Desde los primeros días de abril, se ha intensificado la promoción de Ana Laura Altamirano Pérez, quien busca saltar del cargo de titular de la Secretaría de Agricultura y Desarrollo Rural estatal a la candidatura de Morena a la alcaldía de Atlixco. Un activismo que ha empezado a causar escozor entre las bases atlixquenses de la 4T por una razón de carácter regional: la funcionaria no es oriunda de este municipio.
De acuerdo con su biografía oficial, Altamirano Pérez tiene 48 años, es ingeniera agrónoma por la Universidad Autónoma de Chapingo y es originaria de la comunidad de San Juan Amecac, que es parte del territorio de Atzitzihuacán, un municipio mixteco que está a una distancia de 44.5 kilómetros de Atlixco.
Y es que en este municipio hay una máxima: “Atlixco es para los atlixquenses”, que ha sido una expresión que se ha usado en épocas pasadas cuando en el PRI o el PAN se acariciaron las ideas de postular candidatos a la alcaldía que no eran originarios de esta ciudad y de esa manera se rechazó esa posibilidad.
Fue una forma de repudiar a candidatos que se intentaban imponer “desde un escritorio” en la ciudad de Puebla o en la capital del país.
Atlixco es una plaza que en las últimas tres décadas ha vivido un dinámico proceso de alternancia política, pues en este periodo han pasado seis gobiernos locales del PAN, uno del PRI y dos de Morena. Se ha aceptado el cambio de colores partidistas, pero lo que no se ha tolerado es a candidatos a la alcaldía que no nacieron o que desarrollaron sus vidas en esta ciudad famosa por su clima y su floricultura.
El pasado 6 de abril hubo una gira del gobernador Alejandro Armenta Mier a la cabecera de Atlixco, en donde anunció varias obras públicas y se hizo acompañar de Ana Laura Altamirano, lo que se entendió –en la opinión púbica local– que era una espaldarazo político-electoral para la titular la Secretaría de Agricultura y Desarrollo Rural.

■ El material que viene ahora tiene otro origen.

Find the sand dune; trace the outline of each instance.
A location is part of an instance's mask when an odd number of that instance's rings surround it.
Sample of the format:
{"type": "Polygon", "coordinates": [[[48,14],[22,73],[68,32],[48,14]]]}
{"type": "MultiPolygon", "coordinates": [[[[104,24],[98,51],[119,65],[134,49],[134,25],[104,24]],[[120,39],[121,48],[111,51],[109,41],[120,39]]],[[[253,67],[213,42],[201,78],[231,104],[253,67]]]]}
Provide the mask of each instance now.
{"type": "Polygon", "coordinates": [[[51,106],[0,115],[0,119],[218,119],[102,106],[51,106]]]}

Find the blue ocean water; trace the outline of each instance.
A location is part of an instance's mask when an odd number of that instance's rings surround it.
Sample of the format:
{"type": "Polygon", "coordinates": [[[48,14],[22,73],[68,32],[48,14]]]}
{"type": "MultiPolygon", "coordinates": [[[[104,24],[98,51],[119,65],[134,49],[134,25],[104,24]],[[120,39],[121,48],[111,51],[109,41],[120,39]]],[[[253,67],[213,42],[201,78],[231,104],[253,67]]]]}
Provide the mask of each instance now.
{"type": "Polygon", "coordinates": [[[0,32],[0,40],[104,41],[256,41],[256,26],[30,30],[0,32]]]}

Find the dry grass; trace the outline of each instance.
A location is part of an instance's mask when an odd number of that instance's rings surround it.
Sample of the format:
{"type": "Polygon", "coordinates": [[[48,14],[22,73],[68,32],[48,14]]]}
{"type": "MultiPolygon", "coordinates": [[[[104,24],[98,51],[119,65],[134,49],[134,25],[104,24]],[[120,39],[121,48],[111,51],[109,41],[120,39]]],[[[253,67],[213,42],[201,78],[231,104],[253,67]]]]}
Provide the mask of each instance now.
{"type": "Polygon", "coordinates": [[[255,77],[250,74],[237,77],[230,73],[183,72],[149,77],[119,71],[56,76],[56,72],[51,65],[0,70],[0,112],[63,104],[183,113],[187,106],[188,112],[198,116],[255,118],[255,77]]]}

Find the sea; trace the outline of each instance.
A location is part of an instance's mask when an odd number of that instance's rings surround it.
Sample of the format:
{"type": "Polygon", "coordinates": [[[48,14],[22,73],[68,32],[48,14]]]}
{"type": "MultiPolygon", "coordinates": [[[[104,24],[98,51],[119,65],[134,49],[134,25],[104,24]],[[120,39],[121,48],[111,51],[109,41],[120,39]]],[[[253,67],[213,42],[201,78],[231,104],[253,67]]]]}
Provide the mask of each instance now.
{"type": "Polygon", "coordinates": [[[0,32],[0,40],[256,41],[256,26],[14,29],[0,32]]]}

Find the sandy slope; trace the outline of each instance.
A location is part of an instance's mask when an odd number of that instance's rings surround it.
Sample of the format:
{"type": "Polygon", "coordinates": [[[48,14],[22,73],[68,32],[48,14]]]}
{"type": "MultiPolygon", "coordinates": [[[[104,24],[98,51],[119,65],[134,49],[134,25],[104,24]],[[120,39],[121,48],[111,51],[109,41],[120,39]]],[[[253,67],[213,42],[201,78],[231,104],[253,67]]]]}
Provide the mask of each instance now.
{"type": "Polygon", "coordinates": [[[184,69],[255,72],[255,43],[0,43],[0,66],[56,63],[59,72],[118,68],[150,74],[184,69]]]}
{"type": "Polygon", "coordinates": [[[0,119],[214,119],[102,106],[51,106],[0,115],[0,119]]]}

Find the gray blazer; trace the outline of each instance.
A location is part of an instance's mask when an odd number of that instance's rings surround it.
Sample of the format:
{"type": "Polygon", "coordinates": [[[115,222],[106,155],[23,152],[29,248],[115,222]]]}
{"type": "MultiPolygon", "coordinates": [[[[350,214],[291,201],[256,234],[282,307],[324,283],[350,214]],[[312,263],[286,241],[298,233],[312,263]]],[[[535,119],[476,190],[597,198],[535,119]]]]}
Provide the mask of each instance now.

A partir de esa fecha, aparecieron unas 12 bardas con el nombre de la funcionaria, se empezó a reunir con productores agrícolas de la región y grupos de profesionistas, además de presentar –acompañada del secretario de Gobernación, Samuel Aguilar Pala– su libro titulado “La revolución del campo poblano”.
De manera paralela, ha empezado a tener presencia en la prensa local del municipio en donde ha hecho la definición, poco afortunada, de que “estará trabajando en donde la quieran”, una respuesta que ofrece ante la constante interrogante de si buscará ser aspirante a la alcaldía.
Los problemas para Ana Laura Altamirano no se reducen a que no es oriunda de Atlixco, sino a que su presencia en el municipio es muy pobre. No tiene nada que le dé identidad con este polo de desarrollo turístico.
Ella formalmente es diputada local por el distrito electoral 21, que tiene su cabecera en Atlixco, pero resulta que nunca ejerció esa representación popular.
Altamirano aparece en el escenario político de Puebla cuando fue nombrada secretaria de Desarrollo Rural por el gobernador Luis Miguel Barbosa Huerta, en 2019, para después saltar en el mismo cargo en la administración interina de Sergio Salomón Céspedes Peregrina, a quien le renunció al final de su mandato para ser candidata de Morena a diputada.
Una vez electa como legisladora, solicitó licencia para regresar por tercera vez al mismo cargo en el Gobierno estatal.
Un comentario que se ha empezado a esparcir en redes sociales es: “hasta ahora que quiere ser candidata, se acordó que es diputada de Atlixco, antes no”.
Un menudo problema para la encargada de las políticas públicas del agro.